I have a recursive function that can produce a difficult-to-know number of expressions, each needing a new variable multiplied to it. These variables will later be removed out by calculations involving integration or residue.
How can I develop these unknown number of variables? Maybe indexed? All examples I've seen on the internet are working with an a priori known object of a definite size, e.g. "item" in How can you dynamically create variables via a while loop? or Accessing the index in Python 'for' loops
I think I can boil it down to this simple example to use in my real script:
import sympy as s
p0,p1,p2,p3,p4=s.symbols('p0 p1 p2 p3 p4')
l = [p0, p1, p2, p3, p4]
def f(n):
if n == 0:
return l[n]
elif n == 1:
return l[n]
else:
return f(n-1)*l[n]+f(n-2)
f(3) # works
f(6) # doesnt' work - need to define ahead of time the
# dummy variables l[6], l[5], ....
# even if they are just symbols for (much) later numerical evaluation.
I need this above snippet to actually generate the needed unknowns ahead of time.
I saw some mentions of pandas, but couldn't find a good example for my need, nor even sure if that was the best route.

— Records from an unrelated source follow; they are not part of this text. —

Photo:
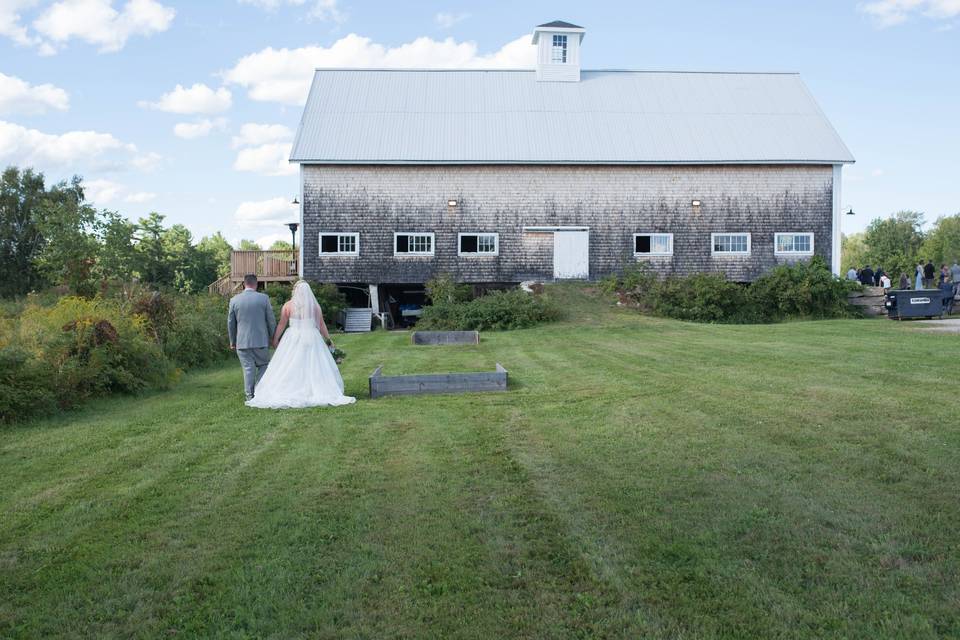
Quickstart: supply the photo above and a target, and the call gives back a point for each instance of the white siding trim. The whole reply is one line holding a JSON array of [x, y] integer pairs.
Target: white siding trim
[[433, 243], [477, 254], [776, 237], [346, 254], [552, 229], [837, 216], [652, 253], [731, 253]]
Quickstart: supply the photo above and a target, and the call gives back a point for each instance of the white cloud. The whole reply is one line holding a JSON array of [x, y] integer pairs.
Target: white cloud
[[322, 10], [199, 129], [101, 192], [264, 213], [140, 196], [75, 150], [19, 96], [284, 75], [252, 134], [268, 159], [196, 99], [147, 162], [10, 21], [447, 20], [888, 13], [97, 22]]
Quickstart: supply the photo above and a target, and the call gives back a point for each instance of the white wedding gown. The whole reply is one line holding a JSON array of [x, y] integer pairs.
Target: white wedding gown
[[302, 372]]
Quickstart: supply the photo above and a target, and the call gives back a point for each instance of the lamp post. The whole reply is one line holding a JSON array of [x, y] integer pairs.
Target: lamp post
[[293, 235]]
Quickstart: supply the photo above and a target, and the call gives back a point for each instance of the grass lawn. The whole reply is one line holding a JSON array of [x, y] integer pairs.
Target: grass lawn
[[641, 478]]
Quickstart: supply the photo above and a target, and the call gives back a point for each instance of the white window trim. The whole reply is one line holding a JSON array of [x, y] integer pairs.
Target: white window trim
[[479, 254], [776, 243], [433, 243], [351, 254], [713, 237], [652, 253]]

Also saw things like, "...an unknown number of lines [file]...", or "...unknown number of arguments...", but those are, seemingly, not applicable.
Indexed objects represent an abstract thing with an index taking any values, with no restriction on how large the index can be.
import sympy as s
p = s.IndexedBase("p")
def f(n):
if n == 0 or n == 1:
return p[n]
else:
return f(n-1)*p[n] + f(n-2)
print(f(7))
Output
(p[0] + p[1]*p[2])*p[3] + (((p[0] + p[1]*p[2])*p[3] + p[1])*p[4] + p[0] + p[1]*p[2])*p[5] + (((p[0] + p[1]*p[2])*p[3] + p[1])*p[4] + ((p[0] + p[1]*p[2])*p[3] + (((p[0] + p[1]*p[2])*p[3] + p[1])*p[4] + p[0] + p[1]*p[2])*p[5] + p[1])*p[6] + p[0] + p[1]*p[2])*p[7] + p[1]
As an aside, things like p0,p1,p2,p3,p4=s.symbols('p0 p1 p2 p3 p4') can be done more easily with syms = s.symbols('p0:5') or even
n = ...
syms = s.symbols('p0:{}'.format(n))
This creates individual symbols, not an indexed object, so the number n has to be known at the time of creation. But still easier than listing p0 p1 and so on.